"Dans l'"Évangile selon les Égyptiens", Jésus proclame : "Les hommes seront les victimes de la mort tant que les femmes enfanteront." Et il précise : "Je suis venu détruire les œuvres de la femme."
Quand on fréquente les vérités extrêmes des gnostiques, on aimerait aller, si possible, encore plus loin, dire quelque chose de jamais dit, qui pétrifie ou pulvérise l'histoire, quelque chose qui relève d'un néronisme cosmique, d'une démence à l'échelle de la matière."
Cioran, De l'inconvénient d'être né, Folio/Essais, 1973, p. 143.
Dans la seconde partie de son essai, A l'assaut du réel, Gérald Bronner fait l'inventaire de ceux qu'ils nomme les assaillants, autrement dit les assaillants du réel. En premier lieu, il y a ceux qui cherchent à l'esquiver, ce fameux réel, et l'exemple qui vient en tête est celui des hikikomori, ces Japonais qui restent cloîtrés chez eux, et dont le nombre est estimé aujourd’hui à un million d'individus, dont plus d'un tiers serait claquemuré au domicile depuis au moins sept ans. Le phénomène n'est plus lié au seul Japon, mais c'est encore le seul pays où il est officiellement reconnu. Bronner écrit que les hikikomori "sont au croisement d'une éducation qui a été permissive et aimante - où ils ont été parfois des enfants rois, voire des tyrans, à tout le moins gâtés et choyés - et un environnement anxiogène où la pression sociale, notamment sur la scolarité, est immense. Cette claustration est une expression étrange de la pensée désirante lorsqu'elle reflue. De ce point de vue, les hikikomori sont à l'avant-garde des tourments de notre temps." (p. 174)

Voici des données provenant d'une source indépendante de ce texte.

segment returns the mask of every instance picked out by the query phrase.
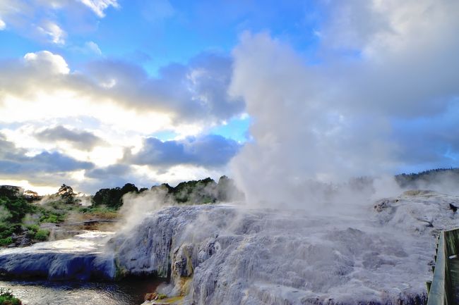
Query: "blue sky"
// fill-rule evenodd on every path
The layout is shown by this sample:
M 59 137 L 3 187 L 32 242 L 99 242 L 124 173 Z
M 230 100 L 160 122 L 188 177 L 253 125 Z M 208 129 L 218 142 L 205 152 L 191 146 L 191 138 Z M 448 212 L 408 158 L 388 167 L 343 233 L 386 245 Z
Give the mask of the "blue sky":
M 93 192 L 458 166 L 457 13 L 447 0 L 4 0 L 0 182 Z

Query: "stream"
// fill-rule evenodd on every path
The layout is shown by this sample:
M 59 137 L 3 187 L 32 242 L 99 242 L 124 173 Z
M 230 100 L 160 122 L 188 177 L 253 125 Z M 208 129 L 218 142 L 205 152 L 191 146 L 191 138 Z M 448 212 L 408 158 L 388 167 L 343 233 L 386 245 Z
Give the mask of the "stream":
M 140 305 L 145 292 L 154 292 L 157 280 L 116 282 L 0 281 L 25 305 Z

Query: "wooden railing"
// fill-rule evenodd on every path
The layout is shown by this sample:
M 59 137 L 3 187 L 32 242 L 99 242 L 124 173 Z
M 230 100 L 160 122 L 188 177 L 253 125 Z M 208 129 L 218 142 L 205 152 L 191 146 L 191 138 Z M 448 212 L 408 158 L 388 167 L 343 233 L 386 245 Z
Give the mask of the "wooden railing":
M 456 269 L 459 267 L 459 229 L 442 231 L 435 256 L 434 278 L 427 282 L 429 299 L 427 305 L 454 305 L 455 292 L 459 282 L 456 280 Z

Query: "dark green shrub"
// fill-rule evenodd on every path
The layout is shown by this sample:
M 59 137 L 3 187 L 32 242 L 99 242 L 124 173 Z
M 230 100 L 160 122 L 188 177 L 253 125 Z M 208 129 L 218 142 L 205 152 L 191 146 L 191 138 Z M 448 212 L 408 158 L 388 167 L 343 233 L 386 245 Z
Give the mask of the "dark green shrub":
M 6 238 L 0 239 L 0 246 L 8 246 L 10 244 L 13 243 L 13 238 L 11 236 L 8 236 Z
M 49 230 L 46 229 L 40 229 L 35 233 L 35 236 L 34 237 L 34 239 L 43 242 L 48 239 L 48 236 L 49 236 Z

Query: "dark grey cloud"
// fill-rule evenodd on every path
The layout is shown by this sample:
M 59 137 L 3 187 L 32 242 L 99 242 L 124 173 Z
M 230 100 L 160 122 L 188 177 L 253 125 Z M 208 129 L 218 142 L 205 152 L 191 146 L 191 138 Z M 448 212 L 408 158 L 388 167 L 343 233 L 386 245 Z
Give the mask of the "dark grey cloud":
M 47 128 L 35 133 L 35 137 L 44 142 L 53 142 L 64 141 L 71 143 L 74 147 L 81 150 L 91 150 L 105 142 L 92 132 L 84 130 L 73 130 L 64 126 Z
M 132 164 L 157 167 L 178 164 L 218 167 L 226 165 L 240 148 L 236 141 L 214 135 L 165 142 L 150 137 L 145 139 L 143 147 L 137 154 L 127 151 L 124 160 Z
M 33 156 L 28 156 L 26 153 L 0 134 L 0 175 L 28 180 L 44 173 L 70 172 L 94 166 L 56 151 L 43 151 Z

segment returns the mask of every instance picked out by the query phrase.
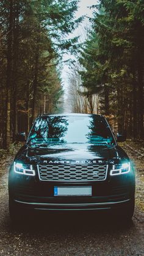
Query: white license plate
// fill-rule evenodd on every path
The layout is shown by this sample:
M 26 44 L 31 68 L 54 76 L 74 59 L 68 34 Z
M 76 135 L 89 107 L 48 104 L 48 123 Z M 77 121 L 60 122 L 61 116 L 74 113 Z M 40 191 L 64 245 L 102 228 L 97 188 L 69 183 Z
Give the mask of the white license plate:
M 92 195 L 92 186 L 86 187 L 54 187 L 55 196 L 90 196 Z

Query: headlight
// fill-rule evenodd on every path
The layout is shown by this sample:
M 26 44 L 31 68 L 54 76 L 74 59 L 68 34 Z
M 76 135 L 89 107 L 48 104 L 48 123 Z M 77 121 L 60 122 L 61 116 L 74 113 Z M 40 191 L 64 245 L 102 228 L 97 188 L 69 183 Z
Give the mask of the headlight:
M 14 172 L 16 174 L 25 175 L 35 176 L 35 170 L 32 169 L 31 164 L 24 164 L 14 162 Z
M 110 172 L 110 175 L 119 175 L 120 174 L 128 174 L 130 172 L 130 163 L 123 163 L 113 166 L 112 170 Z

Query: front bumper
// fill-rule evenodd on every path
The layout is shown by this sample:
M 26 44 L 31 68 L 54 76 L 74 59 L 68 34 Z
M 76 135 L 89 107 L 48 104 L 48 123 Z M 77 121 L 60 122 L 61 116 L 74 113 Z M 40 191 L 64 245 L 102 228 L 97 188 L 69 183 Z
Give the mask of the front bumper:
M 37 177 L 9 175 L 9 197 L 16 208 L 30 210 L 84 211 L 126 208 L 134 197 L 134 173 L 109 177 L 104 181 L 41 181 Z M 55 197 L 54 187 L 92 186 L 92 196 Z
M 118 202 L 105 202 L 101 203 L 38 203 L 20 201 L 14 199 L 13 203 L 18 208 L 27 210 L 49 210 L 49 211 L 91 211 L 91 210 L 111 210 L 126 208 L 131 203 L 131 199 Z

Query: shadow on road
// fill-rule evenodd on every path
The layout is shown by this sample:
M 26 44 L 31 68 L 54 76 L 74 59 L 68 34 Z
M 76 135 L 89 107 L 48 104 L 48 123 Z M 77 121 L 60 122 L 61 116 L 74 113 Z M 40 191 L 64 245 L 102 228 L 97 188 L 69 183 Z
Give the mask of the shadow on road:
M 37 214 L 30 219 L 16 224 L 10 222 L 10 229 L 13 231 L 46 233 L 49 234 L 63 233 L 99 233 L 126 231 L 134 226 L 132 221 L 124 221 L 115 219 L 106 214 L 85 213 L 59 213 L 54 214 Z

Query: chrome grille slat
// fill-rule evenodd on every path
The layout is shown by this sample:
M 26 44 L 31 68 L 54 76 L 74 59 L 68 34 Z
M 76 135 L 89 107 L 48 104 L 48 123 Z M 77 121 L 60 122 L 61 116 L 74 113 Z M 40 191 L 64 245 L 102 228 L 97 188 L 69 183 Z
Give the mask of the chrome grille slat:
M 49 165 L 37 166 L 40 180 L 48 181 L 92 181 L 106 179 L 107 166 Z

Plutôt que d'esquiver le réel, il serait possible de s'en évader, c'est ce que proposent les shifters. Il s'agit de quitter la CR (current reality) pour rejoindre la DR (desired reality), par la méthode du rêve dirigé lucide. Cette réalité parallèle pouvant être par exemple l'univers de Star Wars, des super-héros de la galaxie Marvel, ou de la saga d'Harry Potter. Certains shifters se déclarent "convaincus que la réalité désirée vers laquelle ils se déplacent est tout aussi réelle que leur réalité actuelle". Quelques-uns invoquant les multivers de l'astrophysique, tels des petits Michel Onfray. "Mais, poursuit Gérald Bronner, il y a plus grave : les communautés, certes marginales mais existantes, du respawning (réapparition). Ce sont quelques milliers de "métamorphes" (nom que se donnent parfois les shifters qui croient à la réalité de leur métamorphose dans d'autres mondes) qui aspirent à habiter de façon permanente dans la réalité désirée. Pourquoi revenir dans ce monde froid et décevant alors que d'autres univers tout aussi réels et satisfaisants nous tendent les bras ?" (p. 184-185)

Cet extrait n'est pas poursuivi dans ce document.